Small Dense Lipoproteins, Apolipoprotein B, and Risk of Coronary Events in HIV-Infected Patients on Antiretroviral Therapy: The Swiss HIV Cohort Study

Basel Institute for Clinical Epidemiology and Biostatistics, University Hospital Basel, Basel, Switzerland.
JAIDS Journal of Acquired Immune Deficiency Syndromes (Impact Factor: 4.56). 12/2011; 60(2):135-42. DOI: 10.1097/QAI.0b013e31824476e1
Source: PubMed


HIV infection and exposure to certain antiretroviral drugs is associated with dyslipidemia and increased risk for coronary events. Whether this risk is mediated by highly atherogenic lipoproteins is unclear. We investigated the association of highly atherogenic small dense low-density lipoproteins (LDLs) and apolipoprotein B and coronary events in HIV-infected individuals receiving antiretroviral therapy.
We conducted a case-control study nested into the Swiss HIV Cohort Study to investigate the association of small dense LDL and apolipoprotein B and coronary events in 98 antiretroviral drug-treated patients with a first coronary event (19 fatal and 79 nonfatal coronary events with 53 definite and 15 possible myocardial infarctions, 11 angioplasties or bypasses) and 393 treated controls matched for age, gender, and smoking status. Lipids were measured by ultracentrifugation.

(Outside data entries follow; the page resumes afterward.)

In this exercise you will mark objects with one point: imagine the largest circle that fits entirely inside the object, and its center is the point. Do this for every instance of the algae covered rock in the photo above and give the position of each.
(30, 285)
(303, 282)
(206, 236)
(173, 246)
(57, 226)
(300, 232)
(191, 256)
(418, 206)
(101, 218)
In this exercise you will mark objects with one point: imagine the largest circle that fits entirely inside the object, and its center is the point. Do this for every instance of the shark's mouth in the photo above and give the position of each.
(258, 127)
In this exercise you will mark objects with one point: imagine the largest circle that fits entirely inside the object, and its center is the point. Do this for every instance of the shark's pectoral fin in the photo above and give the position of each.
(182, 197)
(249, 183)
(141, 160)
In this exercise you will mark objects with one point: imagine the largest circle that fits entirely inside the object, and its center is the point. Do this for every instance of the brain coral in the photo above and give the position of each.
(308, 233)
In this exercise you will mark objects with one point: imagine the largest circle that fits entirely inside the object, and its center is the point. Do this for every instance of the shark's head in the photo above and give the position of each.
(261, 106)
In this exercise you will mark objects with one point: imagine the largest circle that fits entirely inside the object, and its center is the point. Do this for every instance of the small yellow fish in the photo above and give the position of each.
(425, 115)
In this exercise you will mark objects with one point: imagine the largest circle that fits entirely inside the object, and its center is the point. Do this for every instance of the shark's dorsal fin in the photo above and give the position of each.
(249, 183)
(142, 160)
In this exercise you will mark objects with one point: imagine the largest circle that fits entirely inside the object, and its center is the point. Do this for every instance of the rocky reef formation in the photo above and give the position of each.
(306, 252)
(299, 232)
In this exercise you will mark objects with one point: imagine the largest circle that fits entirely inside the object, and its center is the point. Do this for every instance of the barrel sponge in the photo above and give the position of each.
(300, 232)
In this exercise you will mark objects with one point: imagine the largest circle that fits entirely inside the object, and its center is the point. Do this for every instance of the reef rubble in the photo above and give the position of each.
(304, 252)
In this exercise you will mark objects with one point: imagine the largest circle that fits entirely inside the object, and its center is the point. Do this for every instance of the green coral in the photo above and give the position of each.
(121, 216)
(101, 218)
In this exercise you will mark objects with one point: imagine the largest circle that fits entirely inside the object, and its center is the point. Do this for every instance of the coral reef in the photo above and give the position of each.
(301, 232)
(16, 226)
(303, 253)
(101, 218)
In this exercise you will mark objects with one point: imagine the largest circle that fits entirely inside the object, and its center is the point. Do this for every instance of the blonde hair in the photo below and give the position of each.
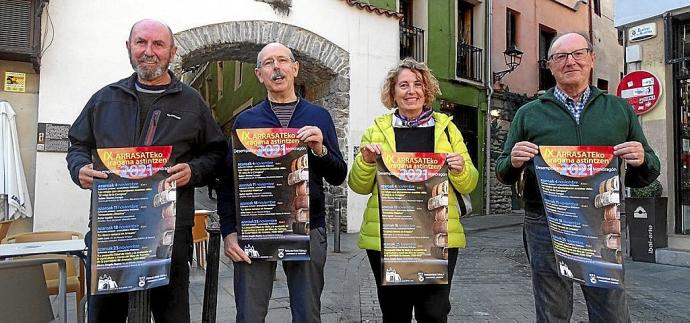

In models including cholesterol, triglycerides, high-density lipoprotein cholesterol, blood pressure, central obesity, diabetes, and family history, there was an independent association between small dense LDL and coronary events [odds ratio (OR) for 1 mg/dL increase: 1.06, 95% confidence interval (CI): 1.00 to 1.11] and apolipoprotein B (OR for 10 mg/dL increase: 1.16, 95% CI: 1.02 to 1.32). When adding HIV and antiretroviral therapy-related variables, ORs were 1.04 (95% CI: 0.99 to 1.10) for small dense LDL and 1.13 (95% CI: 0.99 to 1.30) for apolipoprotein B. In both models, blood pressure and HIV viral load was independently associated with the odds for coronary events.
HIV-infected patients receiving antiretroviral therapy with elevate small dense LDL and apolipoprotein B are at increased risk for coronary events as are patients without sustained HIV suppression.